The Board of Supervisors had scheduled a meeting for 9:30 a.m. yesterday, but it was postponed to 1 p.m. so county staff could prepare for an expected announcement from Hayes regarding the county treasurer's office.

Officials would not say what that announcement would be, and details were not available at press time yesterday.

Steiner, who is also on the board of the Orange County Transportation Authority, which has $1 billion in the fund, said the agency met yesterday morning and announced a 100-day plan to keep the county's transit systems running.

Buses and commuter trains will continue operating, he said, and the authority will make good on $46 million in debt service due Feb. 15.

"That was good news this morning," Steiner said.

The supervisor said he wanted to urge market participants that Orange County is still a vibrant region and will undoubtedly rebound from last week's dramatic bankruptcy filing.

"Despite this crisis, the essential foundation of Orange County in terms of its economic condition and future remain strong," Steiner said. "This is a county with an $82 billion gross county product, 2.6 million people, an employment rate of only about 5%, and over the long haul, people should stick with us."

Meanwhile, Moody's Investors Service said the outlook for investors in Orange County and other pool participants' debt obligations "is highly uncertain."

The rating agency yesterday identified seven issuers with interest and principal payments due in January and 12 issuers with interest-only payments due next month.

Moody's said the "most immediate concern" for investors is the investment pool's illiquidity.

So far, there has only been one default -- last Thursday's $110 million issue of taxable pension obligation bonds, issued in September by Orange County. The default occurred after the county said it was not able to access unrestricted funds in the pool in an amount sufficient to redeem tendered bonds.

However, Moody's said "the potential of a default" remains for nine Orange County sanitation districts with $46 million of outstanding taxable commercial paper notes. The agency lowered those districts' commercial paper to Not Prime because of their inability to access funds in the pool.

Moody's said Anaheim has $2.5 million in revenue anticipation notes due Thursday, but city officials "have informed us that this payment will be made from funds not invested in the county pool."

Because of the bankruptcy filing, Moody's said there also are "questions about the legal standing and payment priorities" for long-term obligations. "It remains to be clarified how these obligations will be treated."

Beginning in late December and January "there are semi-annual interest and maturing principal requirements" on the county's and other pool participants' long-term obligations, Moody's said.

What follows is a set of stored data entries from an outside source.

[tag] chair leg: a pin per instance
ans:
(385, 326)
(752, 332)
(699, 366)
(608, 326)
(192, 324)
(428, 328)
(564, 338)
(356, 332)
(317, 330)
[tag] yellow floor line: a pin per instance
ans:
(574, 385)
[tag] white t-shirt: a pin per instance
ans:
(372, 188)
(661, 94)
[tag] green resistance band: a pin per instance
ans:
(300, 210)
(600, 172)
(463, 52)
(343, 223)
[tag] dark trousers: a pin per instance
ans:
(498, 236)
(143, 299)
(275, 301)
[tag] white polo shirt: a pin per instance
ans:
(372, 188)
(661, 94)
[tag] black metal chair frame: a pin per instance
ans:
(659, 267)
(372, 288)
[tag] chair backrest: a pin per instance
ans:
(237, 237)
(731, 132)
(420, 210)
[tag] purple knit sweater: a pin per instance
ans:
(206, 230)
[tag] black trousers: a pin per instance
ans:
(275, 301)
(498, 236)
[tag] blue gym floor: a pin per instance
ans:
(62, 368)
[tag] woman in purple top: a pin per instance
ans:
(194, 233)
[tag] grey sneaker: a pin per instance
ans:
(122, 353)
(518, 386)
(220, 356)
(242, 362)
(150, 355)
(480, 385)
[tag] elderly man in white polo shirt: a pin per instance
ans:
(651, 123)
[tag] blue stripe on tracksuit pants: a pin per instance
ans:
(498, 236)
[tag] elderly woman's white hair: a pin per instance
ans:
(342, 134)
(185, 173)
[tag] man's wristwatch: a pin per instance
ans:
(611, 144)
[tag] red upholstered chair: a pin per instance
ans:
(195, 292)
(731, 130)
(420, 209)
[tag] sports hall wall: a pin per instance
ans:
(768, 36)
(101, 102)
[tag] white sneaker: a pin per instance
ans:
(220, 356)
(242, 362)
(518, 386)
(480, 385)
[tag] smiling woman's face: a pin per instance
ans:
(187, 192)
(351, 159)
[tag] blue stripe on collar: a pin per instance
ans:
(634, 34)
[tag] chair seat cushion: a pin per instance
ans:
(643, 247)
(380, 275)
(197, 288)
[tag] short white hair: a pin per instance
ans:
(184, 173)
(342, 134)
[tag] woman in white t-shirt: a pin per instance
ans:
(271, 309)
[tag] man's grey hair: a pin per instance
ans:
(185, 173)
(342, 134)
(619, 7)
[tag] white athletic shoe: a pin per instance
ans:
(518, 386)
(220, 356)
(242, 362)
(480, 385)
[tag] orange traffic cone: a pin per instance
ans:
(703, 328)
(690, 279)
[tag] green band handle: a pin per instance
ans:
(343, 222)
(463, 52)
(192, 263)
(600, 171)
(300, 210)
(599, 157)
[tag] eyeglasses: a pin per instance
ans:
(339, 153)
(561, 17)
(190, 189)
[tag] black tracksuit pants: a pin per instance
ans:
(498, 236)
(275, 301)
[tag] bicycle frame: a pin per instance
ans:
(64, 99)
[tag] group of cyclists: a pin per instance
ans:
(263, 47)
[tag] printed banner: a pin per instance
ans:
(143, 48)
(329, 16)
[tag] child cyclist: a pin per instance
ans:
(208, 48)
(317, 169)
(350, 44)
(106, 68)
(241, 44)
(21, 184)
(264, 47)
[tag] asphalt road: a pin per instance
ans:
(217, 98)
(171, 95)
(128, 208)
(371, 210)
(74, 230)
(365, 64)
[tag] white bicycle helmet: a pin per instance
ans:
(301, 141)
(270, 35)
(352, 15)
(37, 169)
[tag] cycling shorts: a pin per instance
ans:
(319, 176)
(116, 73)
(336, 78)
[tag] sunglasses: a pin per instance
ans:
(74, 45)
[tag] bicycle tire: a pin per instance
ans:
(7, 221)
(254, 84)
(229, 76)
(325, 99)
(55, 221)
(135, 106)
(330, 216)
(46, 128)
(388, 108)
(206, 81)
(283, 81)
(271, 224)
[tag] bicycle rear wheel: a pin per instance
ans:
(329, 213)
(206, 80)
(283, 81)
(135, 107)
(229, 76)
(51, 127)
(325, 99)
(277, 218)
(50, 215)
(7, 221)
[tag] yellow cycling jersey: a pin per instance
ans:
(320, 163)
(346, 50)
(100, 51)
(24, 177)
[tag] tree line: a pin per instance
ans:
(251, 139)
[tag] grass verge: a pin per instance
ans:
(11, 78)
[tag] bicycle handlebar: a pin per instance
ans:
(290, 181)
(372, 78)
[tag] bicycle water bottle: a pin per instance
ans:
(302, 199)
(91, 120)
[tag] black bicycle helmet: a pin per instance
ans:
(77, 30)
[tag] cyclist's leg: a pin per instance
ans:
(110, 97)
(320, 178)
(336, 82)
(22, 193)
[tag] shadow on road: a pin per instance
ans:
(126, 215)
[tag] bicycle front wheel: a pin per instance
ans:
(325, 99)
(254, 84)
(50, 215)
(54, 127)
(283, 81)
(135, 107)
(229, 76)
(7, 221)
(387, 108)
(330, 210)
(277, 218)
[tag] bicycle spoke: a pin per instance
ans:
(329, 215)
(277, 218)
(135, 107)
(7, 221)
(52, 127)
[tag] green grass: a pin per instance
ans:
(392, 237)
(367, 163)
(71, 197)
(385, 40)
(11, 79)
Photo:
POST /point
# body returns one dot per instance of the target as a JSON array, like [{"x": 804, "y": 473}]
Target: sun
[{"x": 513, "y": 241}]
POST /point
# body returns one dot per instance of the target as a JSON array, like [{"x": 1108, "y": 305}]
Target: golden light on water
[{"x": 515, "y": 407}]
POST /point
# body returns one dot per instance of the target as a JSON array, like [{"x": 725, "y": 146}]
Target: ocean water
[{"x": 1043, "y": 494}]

"Some of the moneys intended to pay upcoming debt service were undoubtedly accumulated and invested in the pool," Moody's said.

The rating agency said the Orange County pool is subdivided into a commingled pool and a bond pool, which together contain "some 1,000 accounts for various purposes. Sorting out priorities for payment is expected to be a complex process."

Moody's said the $600 million of taxable tax and revenue anticipation notes issued by the county and $485 million of other taxable Trans issued by various pool participants solely for investment arbitrage purposes "are extremely vulnerable to the pool's illiquidity and eventual loss allocation."

The agency added that "there are many uncertainties relating to the Chapter 9 bankruptcy. Because of questions as to the legal ability of the parties to avail themselves of the protection of Chapter 9, the limited precedent of Chapter 9 bankruptcy filings, and the resulting uncertainties of interpretation, we cannot speculate as to how and when these issues will be resolved and what impact they will have on debt repayment."

Brad Altman contributed to this article.